Alright, well, um, mine is a MSI GeForce GTX 1070 apparently.
Can you tell me anything about it? Sorry, I feel like such a 'tard right now.
Now click monitoring at the top, under graph deselect everything (unless you want to leave some on like temperature, I uncheck all), then set hardware polling period to 60000 milliseconds (as high as it goes, use less like 5 second intervals if you're using any monitoring graph). Click ok.
Optional for overclocking, under general tab use kernel mode (low level hw access interface) and whichever version your card is from the unlock voltage control drop down. I have mine set to start with windows but I have 'apply overclocking at system startup' unchecked just in case I go too far overclocking, it won't boot with the bad clocks applied.
Nah man, it's good you noticed and questioned it.
MSI GeForce GTX 1070 uses TORX 2.0 fans.
These work mostly on increasing air pressure for the flow. It will use the TWIN FROZR VI heat pipes to direct the heat away from the graphics card to the heatsink, even when the fans are off.
Completely silent during idle, multimedia or light gaming if the temperature is below 60 degrees (by default).
If you want to adjust this, use the appication called "MSI Afterburner"
https://www.msi.com/page/afterburner
It's for overclocking, but suggest just ignoring that part and adjusting the fan curve, if desired. Setup a custom fan profile under that. It will depend on your own PC case and room temperature, etc, to what is the best settings to use.
Humm, so that would explain everything then. I feel a little more at ease now. I have downloaded Afterburner and the temps are 35-47C. It's remained there for about an hour of play now. This thing is cool as ice apparently...
Strangely I still get stuttering here and there though.
If you need any more information on my rig and what you could possibly tell me about it I use a rig by MSI themselves; their Aegis model. I've look around the best that I can but maybe there's something you guys know that I might have missed.

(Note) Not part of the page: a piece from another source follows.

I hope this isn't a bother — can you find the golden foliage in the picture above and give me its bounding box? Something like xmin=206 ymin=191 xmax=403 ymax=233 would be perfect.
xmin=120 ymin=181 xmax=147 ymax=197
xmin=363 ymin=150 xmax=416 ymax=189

Many thanks to all, it's well appreciated.
What is your monitor model? Resolution? Refresh rate?
Do you have V-SYNC enabled?
Not using Nvidia DSR (Dynamic Super Resolution) or Windows Resolution Scaling?
GTX 1070 should be ideal for 1440p resolution and not stutter at all even on very high settings. If you are using "GeForce Experience" with the graphics card, add the steam folder and other game folders, then apply optimal settings to each game, but ensure the resolution is native rather than DSR (higher resolution which then gets down sampled to the monitor).
You can get the latest drivers from:
http://www.geforce.com/drivers
AOC 2269W apparently from what Device Manager says.
Native resolution is 1920 x 1080 (it says it's recommended to be at that setting so I figure it'd be it) Refresh rate is 60 Ghz
V-Sync is on yes.
Not sure how I access those settings to be honest, I'm in Nvidia Control panel but don't see those options anywhere. To be honest, I've been a Radeon guy, just recently switched over To Nividia once I got this new rig so I'm very new with these kinds of cards.
You can also use Afterburner's in built monitoring for GPU stats such as temps, fan RPM, FPS, frame-time, etc. Once you figure out what temps your card hovers at, then it can be rather easy to adjust your fan profile appropriately.
You can also have the stats displayed in-game, makes monitoring real easy. Although, recent Afterburner executables don't come bundled with MSI RivaTuner, which is needed for in-game overlay. You can download it here -- http://www.guru3d.com/files-details/rtss-rivatuner-statistics-server-download.html
Setting it up is rather easy, and you can turn it on/off with a key-combination. Its a nice monitoring overlay.